すごいストーリーにすごい演技だったけれど、そもそもわたしはドタパタ劇があんまり好きじゃない。それに、大声も好きじゃない。この時代のハリウッド映画は、みんな少し声を張り上げすぎだ。テレビの音量を下げればいいじゃないか、と思われそうだが、そういう問題ではなく、きっちり腹から発声されている声が苦手なのだ。
キャサリン・ヘプバーンは、まったく見事な腹式発声をしていて、わたしはだからテレビ越しにすこし物怖じしてしまう。
声の大きい人とは仲良くなれない、と子どものころから断定している。(ばかみたいですみません)

ただの好き嫌いの羅列になってきたが、ケーリー・グラントもちょっと苦手なので、この映画をあんまり愉しめなかったというのが結論である。
でもキャサリン・ヘプバーンは美しかった。あまり彼女の出演作を観ていないが、ここまで美しい彼女には初めてお目にかかった。それに、なんてパンツルックが似合うことか。心配になるくらい細い腰!

豹ありきのストーリーであり、コメディだから別にいいのだが、内容の薄い映画ではあるけれど、完成度の高いドタバタ劇は観られる映画。

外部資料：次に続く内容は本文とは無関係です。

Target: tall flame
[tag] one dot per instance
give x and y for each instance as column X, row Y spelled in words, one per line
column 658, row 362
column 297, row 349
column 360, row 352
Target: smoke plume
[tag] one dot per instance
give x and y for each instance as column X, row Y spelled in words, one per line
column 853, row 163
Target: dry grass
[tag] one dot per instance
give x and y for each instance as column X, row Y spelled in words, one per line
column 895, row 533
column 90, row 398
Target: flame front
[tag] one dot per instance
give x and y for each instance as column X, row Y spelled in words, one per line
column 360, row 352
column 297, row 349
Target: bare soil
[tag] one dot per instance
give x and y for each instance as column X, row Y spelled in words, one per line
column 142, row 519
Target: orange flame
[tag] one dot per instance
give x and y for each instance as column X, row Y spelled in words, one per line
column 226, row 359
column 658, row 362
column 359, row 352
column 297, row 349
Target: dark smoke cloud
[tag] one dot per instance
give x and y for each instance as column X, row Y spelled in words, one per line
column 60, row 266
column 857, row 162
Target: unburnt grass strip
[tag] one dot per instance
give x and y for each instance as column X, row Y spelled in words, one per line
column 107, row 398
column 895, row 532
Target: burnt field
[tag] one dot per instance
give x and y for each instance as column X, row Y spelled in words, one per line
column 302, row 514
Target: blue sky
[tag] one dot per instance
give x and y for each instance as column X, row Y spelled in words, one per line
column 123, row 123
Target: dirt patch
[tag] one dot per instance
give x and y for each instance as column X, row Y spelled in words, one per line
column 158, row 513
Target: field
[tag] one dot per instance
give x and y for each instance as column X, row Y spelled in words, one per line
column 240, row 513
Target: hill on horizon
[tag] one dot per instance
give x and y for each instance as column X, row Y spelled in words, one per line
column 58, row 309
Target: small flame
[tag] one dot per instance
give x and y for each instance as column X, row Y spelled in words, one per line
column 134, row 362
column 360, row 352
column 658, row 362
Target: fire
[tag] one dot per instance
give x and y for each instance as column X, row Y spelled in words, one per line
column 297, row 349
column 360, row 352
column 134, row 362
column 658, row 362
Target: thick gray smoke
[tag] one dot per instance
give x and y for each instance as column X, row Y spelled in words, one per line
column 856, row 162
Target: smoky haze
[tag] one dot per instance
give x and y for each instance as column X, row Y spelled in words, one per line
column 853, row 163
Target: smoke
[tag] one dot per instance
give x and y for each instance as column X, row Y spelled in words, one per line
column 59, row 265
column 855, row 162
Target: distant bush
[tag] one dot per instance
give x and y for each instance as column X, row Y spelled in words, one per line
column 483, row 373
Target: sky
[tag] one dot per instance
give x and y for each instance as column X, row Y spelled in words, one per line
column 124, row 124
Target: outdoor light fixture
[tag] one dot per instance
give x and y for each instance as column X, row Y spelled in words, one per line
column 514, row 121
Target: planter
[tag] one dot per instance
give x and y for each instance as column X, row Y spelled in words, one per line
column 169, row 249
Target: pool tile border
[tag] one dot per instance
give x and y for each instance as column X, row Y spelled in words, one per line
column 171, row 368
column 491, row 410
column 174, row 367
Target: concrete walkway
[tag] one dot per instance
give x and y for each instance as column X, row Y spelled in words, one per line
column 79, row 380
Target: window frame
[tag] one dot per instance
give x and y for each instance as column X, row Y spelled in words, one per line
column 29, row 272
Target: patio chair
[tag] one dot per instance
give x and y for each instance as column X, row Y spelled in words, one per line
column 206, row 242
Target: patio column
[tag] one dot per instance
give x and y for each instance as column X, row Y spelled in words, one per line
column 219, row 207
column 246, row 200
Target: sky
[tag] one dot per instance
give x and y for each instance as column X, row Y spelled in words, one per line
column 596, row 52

ずっと気になっていたが、登場人物たちは最初から最後までほんとうによくしゃべっていたのに、表示される日本語字幕はあきらかにその半分以下だった。ポツポツとしか訳してくれないのだ。英語くらい聞き取りたいところだが、邦画でも字幕が必要な人間なので、これには弱った。ちゃんと全部の台詞を把握できたらもう少しおもしろかったかな。
名作を復刻されているDVD制作会社にはもう少しがんばってもらわないと・・。